If your station has an increasing success, you may find yourself confronted with a rapidly rising volume of incoming phone calls which will require some attention.
From our experience, a 12 lines system both merging incoming and outgoing calls reaches its limit when there are really a great number of concurrent calls on an almost constant basis, as with any system. If your telephony systems has constantly 12 lines active, then please read what follows:
Two limits are reached:
- a single call screener operator does reach its own human limit and necessarily increases the level of operator errors, because he handles numerous cases (dial out, dial in, storing topics etc.)
- it puts a high load on the system that becomes a single point of failure, as every call is tied to the unit.
Comments & considerations:
- The operator does not really need to “see” 10 lines ringing while he has 2 lines already screened and probably on air, because he would likely not do anything else than pick the lines which are not in red (suspicious numbers).
- Compared to a setup where he is presented with the next ringing-in call on a single-line telephone set, the only advantage of seeing the 12 lines altogether is limited to showing who is recognized and who is not in parallel, instead of in series.
- Also a normal, trained call screener can handle about 50 calls per hour. So if your shows generate a higher level of calls than that, you may want to consider increasing the number of call screeners to process this flow of incoming inputs.
- A call screener’s job is to prepare and select callers and topics that are appropriate for the current show, in order to present a “finished product” to the Talents, while the show is running. It is not only a matter of dialing numbers and answering lines.
- Topic is also to be limited to a few words so that it is concise for the Talents who are in the middle of a show “storm”, and cannot spend time to read 256 characters of text while they are talking to another caller, and watching news, etc.
SEPARATE SYSTEMS FOR INCOMING AND OUTGOING CALLS, using the NeoScreener database in between.
NeoScreener has been designed in 2007 to also talk to TAPI (Windows Telephony API) and we currently have installs that do talk to standard PABX/IPBX such as Avaya or Matra/Lucent Technologies.
So for example at France Inter (Ch#1 in France), we have a call screeners room fitted with 4 positions, each tied to a single-line telephone set from their business-grade PABX, each member of a group that answers the queue behind the on air general number of the station.
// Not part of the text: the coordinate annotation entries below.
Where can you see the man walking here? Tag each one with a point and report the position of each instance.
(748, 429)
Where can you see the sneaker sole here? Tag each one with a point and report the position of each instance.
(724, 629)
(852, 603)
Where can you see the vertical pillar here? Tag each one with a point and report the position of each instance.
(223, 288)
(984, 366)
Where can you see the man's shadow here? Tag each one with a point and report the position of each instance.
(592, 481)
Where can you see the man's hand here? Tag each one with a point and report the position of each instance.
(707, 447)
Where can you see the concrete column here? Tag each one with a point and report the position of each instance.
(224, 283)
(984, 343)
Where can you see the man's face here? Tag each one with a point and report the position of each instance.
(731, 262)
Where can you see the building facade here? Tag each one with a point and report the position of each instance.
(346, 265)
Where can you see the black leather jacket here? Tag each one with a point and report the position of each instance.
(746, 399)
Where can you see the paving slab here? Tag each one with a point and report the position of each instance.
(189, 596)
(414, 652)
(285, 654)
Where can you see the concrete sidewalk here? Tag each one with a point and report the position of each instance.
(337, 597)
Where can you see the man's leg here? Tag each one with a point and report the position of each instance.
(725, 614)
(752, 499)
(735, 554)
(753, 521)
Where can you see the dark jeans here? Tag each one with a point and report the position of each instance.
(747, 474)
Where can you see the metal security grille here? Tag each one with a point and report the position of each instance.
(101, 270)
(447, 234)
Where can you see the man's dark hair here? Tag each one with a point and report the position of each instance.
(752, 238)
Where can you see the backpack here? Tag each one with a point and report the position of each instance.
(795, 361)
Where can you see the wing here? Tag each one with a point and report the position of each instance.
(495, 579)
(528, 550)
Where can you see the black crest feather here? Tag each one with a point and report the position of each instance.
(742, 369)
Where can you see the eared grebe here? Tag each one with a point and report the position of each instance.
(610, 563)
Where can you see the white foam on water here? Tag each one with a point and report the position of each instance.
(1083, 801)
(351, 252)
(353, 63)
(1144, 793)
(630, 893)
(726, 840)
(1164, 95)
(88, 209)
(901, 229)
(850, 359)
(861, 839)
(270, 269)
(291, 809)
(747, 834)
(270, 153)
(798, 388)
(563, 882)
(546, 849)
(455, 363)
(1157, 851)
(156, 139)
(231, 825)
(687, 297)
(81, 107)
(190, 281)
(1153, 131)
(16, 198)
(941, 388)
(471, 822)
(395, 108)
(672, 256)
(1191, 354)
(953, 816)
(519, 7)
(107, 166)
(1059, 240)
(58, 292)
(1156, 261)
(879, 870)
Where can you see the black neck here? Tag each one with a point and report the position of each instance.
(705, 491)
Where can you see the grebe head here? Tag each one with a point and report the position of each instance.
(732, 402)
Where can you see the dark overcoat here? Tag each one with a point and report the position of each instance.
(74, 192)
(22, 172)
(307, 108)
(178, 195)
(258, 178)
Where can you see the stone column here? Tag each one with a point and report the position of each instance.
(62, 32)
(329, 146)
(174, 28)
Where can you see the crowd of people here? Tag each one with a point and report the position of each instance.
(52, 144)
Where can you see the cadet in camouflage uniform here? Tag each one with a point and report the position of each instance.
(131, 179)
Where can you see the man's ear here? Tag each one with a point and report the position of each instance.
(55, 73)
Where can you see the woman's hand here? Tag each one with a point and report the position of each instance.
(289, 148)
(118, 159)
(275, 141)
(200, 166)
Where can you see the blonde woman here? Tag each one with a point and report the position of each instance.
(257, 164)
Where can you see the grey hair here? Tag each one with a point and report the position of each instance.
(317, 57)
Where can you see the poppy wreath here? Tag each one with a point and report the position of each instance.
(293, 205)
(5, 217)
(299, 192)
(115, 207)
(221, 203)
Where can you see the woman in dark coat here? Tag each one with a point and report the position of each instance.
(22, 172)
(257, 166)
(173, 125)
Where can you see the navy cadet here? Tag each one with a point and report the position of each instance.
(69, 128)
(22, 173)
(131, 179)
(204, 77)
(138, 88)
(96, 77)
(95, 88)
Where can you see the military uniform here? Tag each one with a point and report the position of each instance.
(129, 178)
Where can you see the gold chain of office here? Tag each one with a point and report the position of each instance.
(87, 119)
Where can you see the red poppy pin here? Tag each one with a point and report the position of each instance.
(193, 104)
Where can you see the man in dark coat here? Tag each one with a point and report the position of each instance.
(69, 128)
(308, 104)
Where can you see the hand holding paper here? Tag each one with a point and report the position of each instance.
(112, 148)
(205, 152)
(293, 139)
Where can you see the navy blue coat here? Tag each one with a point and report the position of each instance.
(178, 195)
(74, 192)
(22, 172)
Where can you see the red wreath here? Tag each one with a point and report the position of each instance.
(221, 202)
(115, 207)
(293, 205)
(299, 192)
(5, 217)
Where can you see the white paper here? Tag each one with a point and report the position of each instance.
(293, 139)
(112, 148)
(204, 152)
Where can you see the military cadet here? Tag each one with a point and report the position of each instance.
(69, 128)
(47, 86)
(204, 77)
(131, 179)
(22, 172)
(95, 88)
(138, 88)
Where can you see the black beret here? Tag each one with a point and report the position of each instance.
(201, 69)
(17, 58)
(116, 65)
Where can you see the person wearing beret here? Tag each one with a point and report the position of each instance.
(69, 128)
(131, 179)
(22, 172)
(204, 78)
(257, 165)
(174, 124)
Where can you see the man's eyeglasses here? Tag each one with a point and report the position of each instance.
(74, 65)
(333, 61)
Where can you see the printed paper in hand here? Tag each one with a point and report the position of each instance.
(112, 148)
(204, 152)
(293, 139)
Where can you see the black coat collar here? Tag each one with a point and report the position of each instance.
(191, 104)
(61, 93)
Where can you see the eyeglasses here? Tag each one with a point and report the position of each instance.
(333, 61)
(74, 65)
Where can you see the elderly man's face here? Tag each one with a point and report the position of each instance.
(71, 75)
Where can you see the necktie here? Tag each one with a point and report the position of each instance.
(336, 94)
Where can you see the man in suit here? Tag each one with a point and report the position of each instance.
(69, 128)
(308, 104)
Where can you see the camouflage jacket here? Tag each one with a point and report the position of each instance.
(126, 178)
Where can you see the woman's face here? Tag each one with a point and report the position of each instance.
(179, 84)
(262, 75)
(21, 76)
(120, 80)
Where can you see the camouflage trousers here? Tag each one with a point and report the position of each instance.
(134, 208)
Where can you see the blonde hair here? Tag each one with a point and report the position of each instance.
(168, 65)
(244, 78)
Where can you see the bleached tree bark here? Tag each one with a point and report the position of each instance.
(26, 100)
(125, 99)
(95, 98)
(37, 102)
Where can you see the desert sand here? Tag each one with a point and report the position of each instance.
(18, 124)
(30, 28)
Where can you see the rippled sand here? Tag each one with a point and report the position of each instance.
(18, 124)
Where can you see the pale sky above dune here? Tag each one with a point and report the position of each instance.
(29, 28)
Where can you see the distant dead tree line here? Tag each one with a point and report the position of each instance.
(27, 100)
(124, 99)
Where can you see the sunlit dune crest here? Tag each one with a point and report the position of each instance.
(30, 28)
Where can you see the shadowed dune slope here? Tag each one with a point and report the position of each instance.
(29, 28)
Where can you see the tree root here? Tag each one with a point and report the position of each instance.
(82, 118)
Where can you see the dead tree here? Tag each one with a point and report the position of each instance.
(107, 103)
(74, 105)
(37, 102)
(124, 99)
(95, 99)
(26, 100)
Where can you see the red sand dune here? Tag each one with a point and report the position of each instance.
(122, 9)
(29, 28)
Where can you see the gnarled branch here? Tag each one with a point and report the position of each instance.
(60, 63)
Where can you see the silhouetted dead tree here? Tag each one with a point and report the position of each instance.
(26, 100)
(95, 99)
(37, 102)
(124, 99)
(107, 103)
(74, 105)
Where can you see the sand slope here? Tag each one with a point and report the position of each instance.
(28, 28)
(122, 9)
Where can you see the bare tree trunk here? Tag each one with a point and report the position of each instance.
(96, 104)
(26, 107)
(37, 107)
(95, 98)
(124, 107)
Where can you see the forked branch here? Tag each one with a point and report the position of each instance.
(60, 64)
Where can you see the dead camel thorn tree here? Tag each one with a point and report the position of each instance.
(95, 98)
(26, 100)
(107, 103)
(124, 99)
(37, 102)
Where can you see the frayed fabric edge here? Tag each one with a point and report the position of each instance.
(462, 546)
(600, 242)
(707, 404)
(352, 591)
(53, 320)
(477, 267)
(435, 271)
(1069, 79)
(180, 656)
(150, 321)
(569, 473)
Each position has a NeoScreener that talks to its telephone set and this room is used EXCLUSIVELY to RECEIVE phone calls, identify callers and create call cards within the NeoScreener database.
Hence those units do not talk to the Telos device and the only link with the studio is made by the database.
Callers are systematically called back from the studio installations which are the standard Producer/Talent setup of NeoScreener. The producer browses the list of calls, and dials them back in a single touch, and another touch to show that to the Talents. Studio is ONLY FOR CALLBACK.
Hence the load on the 12 lines system is reduced, as it handles only dialed out, ready-to-be-used, or on air calls.
Call screening is done elsewhere, on a separate telephony system that can be scaled up or down (sometimes only 1 position is used in call screening, sometimes 4 positions join the group that is answering the incoming queue). We mean from the incoming queue, 1 to 4 positions can be set concurrently to answer the next incoming call on the station’s number. NeoScreener talks to the PABX via TAPI.
This whole setup is meant to be when you start receiving a lot of calls on a regular basis and you do not want to discard / unprocess the calls that are past the processing ability of a single call screener. Indeed if you are handling talk shows and generate a lot of input, your on air team will want to select calls from a larger base of processed incoming calls than just 50 per hour.